Ptraci vaciló unos momentos antes de responder.
—Sí —dijo por fin—. Me gusta…
—Pues claro —dijo Teppic—. Lo llevas en la sangre. En los viejos tiempos la gente luchaba como tigres para poder sentarse en un trono. Hermanos contra hermanas, tíos contra sobrinos… Horrible, horrible.
—¡Pero no hay ninguna razón para que te marches! ¡Te necesito!
—Tienes consejeros —dijo Teppic sin perder la calma.
—No me refería a eso —replicó secamente Ptraci—. Y de todas formas sólo tengo a Koomi, y es un inútil.
—Eres muy afortunada. Yo tenía a Dios, y te aseguro que sabía hacer su trabajo. Koomi será un magnífico gran sacerdote. Puedes aprender mucho no escuchando lo que te diga, ¿sabes? Oh, los consejeros incompetentes pueden ser una gran ayuda. Además, estoy seguro de que Broncalo te ayudará. Está lleno de grandes ideas.
Ptraci enrojeció un poco.
—Ya intentó exponerme unas cuantas cuando estábamos en el barco.
—¿Ves? Estaba seguro de que os llevaríais estupendamente apenas os conocieseis un poco mejor. De hecho, en cuanto os vi juntos pensé que os llevaríais tan bien como el rayo y un montón de paja seca.
Gritos, llamas, gente que huye buscando algún sitio donde refugiarse…
—Y tú piensas volver a convertirte en asesino, ¿verdad? —preguntó Ptraci con voz burlona.
—No lo creo. He inhumado una pirámide, un panteón y la totalidad del Viejo Reino. Quizá vaya siendo hora de que pruebe a hacer algo distinto. Por cierto, no habrás descubierto brotecitos verdes que asoman del suelo allí donde pones los pies, ¿verdad?
—No. Qué idea tan ridícula. Brotecitos verdes…
Teppic se relajó. Bien, eso demostraba de forma concluyente que todo había terminado.
—Lo importante es seguir adelante, ¿sabes? No permitas que la hierba crezca bajo tus pies —dijo—. Y… Tampoco habrás visto ninguna gaviota, ¿verdad?
—Hoy había montones de ellas. ¿O es que no te has fijado?
—Sí. Creo que eso es buena señal.
Maldito Bastardo observó cómo hablaban un ratito más manteniendo esa peculiar conversación lenta y desganada en la que suelen ir quedando atrapadas dos personas pertenecientes a sexos opuestos cuando están pensando en temas muy distintos a los que son expresados en voz alta. Entre los camellos la hembra se limitaba a inspeccionar la metodología del macho, con lo que las cosas siempre resultaban mucho más sencillas.
Después se besaron de una forma bastante casta —si es que se puede considerar que un camello es un juez digno de confianza en cuestión de besos—, y tomaron una decisión.
Maldito Bastardo dejó de interesarse por lo que hacían después de ese punto.
En el comienzo…
El valle no podía estar más silencioso y tranquilo.
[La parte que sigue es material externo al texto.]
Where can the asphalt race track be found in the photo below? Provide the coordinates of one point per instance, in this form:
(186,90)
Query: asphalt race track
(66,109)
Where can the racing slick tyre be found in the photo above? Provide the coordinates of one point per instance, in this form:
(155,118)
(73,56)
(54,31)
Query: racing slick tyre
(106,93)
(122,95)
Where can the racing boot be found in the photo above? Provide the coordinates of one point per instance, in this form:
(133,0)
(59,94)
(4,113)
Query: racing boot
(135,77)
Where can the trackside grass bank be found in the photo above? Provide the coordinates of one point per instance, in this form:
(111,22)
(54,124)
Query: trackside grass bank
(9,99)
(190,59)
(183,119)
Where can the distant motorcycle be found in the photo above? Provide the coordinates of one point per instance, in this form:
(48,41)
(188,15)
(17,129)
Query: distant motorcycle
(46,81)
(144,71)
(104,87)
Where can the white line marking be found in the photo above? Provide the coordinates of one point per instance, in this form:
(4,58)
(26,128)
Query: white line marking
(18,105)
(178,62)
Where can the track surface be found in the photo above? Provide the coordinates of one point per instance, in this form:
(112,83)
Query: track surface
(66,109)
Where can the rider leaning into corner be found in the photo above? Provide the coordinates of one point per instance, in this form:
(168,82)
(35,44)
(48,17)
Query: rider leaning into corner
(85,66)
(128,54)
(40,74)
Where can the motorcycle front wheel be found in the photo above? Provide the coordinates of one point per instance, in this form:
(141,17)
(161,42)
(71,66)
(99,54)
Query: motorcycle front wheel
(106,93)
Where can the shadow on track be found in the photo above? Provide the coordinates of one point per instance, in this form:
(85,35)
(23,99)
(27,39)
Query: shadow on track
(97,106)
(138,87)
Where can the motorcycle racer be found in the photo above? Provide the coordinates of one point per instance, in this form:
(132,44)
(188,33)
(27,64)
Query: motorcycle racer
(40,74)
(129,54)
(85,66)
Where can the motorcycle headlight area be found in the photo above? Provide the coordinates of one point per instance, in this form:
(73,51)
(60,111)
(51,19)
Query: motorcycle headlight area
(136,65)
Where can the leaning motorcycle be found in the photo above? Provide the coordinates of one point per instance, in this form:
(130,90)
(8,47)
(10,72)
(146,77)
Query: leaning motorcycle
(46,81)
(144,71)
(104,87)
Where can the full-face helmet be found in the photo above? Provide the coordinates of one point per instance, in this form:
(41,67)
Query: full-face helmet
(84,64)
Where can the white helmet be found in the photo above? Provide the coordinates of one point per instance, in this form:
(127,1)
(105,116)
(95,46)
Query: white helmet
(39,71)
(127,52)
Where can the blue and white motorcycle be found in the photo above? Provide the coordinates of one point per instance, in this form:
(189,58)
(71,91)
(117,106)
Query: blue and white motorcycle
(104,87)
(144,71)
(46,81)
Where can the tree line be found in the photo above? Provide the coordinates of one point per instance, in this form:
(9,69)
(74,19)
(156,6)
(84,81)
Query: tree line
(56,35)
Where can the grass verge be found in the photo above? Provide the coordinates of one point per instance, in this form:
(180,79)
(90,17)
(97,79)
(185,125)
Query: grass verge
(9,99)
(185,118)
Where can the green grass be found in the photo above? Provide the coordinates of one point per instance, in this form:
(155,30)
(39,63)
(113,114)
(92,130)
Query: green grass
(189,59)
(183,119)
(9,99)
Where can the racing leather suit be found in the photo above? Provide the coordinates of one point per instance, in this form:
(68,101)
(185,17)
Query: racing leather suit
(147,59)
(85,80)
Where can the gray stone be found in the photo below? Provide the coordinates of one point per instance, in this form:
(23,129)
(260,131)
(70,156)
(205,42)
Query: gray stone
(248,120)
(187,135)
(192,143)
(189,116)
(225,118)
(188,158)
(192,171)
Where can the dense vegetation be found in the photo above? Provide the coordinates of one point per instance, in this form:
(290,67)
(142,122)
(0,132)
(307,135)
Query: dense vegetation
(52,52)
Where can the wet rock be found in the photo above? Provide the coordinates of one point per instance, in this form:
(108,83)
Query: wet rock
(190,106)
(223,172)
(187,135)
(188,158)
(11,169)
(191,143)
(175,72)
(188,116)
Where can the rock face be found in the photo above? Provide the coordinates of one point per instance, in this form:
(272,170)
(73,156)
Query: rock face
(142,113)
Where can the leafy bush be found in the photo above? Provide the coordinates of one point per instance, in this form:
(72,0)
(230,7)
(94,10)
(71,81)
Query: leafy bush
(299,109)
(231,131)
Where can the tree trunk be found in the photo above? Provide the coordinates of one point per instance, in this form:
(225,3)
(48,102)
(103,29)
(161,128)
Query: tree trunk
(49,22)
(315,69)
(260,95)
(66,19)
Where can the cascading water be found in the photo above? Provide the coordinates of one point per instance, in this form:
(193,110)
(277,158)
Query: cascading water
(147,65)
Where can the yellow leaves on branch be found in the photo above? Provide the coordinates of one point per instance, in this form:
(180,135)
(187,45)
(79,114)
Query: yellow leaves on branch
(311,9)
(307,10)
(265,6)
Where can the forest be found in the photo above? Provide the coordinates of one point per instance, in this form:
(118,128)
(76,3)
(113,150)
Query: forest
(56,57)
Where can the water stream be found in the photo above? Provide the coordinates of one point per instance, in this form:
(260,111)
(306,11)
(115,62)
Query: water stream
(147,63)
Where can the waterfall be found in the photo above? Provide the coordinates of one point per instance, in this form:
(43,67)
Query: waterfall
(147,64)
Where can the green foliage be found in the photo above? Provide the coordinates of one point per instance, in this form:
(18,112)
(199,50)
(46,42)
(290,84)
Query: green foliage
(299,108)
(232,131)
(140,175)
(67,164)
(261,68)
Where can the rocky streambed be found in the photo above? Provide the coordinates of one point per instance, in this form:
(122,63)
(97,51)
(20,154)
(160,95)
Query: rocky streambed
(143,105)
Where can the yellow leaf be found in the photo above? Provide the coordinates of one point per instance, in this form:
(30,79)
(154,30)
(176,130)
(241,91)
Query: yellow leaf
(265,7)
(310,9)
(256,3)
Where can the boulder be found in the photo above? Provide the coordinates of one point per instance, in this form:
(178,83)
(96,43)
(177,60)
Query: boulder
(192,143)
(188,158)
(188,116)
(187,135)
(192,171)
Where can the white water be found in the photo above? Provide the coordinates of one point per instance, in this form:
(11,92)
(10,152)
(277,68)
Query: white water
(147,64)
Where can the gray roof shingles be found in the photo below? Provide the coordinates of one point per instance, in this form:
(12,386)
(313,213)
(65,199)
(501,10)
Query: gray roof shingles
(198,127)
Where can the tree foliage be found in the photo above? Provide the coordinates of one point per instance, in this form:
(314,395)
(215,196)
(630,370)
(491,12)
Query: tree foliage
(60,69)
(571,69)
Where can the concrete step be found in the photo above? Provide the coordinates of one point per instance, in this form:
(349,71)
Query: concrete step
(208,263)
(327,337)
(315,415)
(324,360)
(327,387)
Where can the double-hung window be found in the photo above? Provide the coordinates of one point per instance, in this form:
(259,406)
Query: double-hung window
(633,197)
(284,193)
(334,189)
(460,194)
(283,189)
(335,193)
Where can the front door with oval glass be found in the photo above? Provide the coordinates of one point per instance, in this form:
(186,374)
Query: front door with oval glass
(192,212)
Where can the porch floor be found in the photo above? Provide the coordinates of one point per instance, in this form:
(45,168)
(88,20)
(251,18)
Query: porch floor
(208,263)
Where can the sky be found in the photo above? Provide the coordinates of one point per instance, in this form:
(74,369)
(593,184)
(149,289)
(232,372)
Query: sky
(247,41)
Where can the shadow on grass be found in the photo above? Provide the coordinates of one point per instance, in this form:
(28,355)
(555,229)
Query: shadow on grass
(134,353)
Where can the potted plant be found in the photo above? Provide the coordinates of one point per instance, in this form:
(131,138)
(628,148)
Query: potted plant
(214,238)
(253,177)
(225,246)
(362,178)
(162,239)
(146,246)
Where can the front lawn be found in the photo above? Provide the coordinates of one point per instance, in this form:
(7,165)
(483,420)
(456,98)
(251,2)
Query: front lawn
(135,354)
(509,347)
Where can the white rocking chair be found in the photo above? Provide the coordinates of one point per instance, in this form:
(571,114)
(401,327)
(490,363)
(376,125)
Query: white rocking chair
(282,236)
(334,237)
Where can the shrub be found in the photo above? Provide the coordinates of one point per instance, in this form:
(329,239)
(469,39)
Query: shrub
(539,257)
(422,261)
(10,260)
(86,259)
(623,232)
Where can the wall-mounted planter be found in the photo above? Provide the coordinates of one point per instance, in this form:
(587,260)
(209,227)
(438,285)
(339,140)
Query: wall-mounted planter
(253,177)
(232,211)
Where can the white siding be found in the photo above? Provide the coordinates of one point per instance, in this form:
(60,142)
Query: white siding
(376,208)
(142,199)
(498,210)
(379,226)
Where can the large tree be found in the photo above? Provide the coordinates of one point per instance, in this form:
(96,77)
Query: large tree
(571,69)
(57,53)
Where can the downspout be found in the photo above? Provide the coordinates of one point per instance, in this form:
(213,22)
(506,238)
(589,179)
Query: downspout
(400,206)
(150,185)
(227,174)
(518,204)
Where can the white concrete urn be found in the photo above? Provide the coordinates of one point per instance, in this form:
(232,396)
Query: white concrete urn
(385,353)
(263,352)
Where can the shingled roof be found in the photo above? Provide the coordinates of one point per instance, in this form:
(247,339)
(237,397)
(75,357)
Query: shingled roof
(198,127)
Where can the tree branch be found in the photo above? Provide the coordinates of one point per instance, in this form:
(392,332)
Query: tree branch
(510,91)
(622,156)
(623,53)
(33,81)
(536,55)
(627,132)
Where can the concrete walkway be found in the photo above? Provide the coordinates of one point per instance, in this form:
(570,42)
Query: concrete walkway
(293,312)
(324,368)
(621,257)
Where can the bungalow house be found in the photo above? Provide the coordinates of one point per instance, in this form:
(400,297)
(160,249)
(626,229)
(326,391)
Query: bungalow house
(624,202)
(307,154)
El río de orillas que aún no habían sido domadas vagabundeaba lánguidamente abriéndose paso por entre los cañaverales y los macizos de papiros. Los ibis paseaban tranquilamente por los bajíos; los hipopótamos que moraban en las profundidades subían un metro o dos y volvían a hundirse tan lentamente como un huevo duro metido en un cazo de agua hirviendo.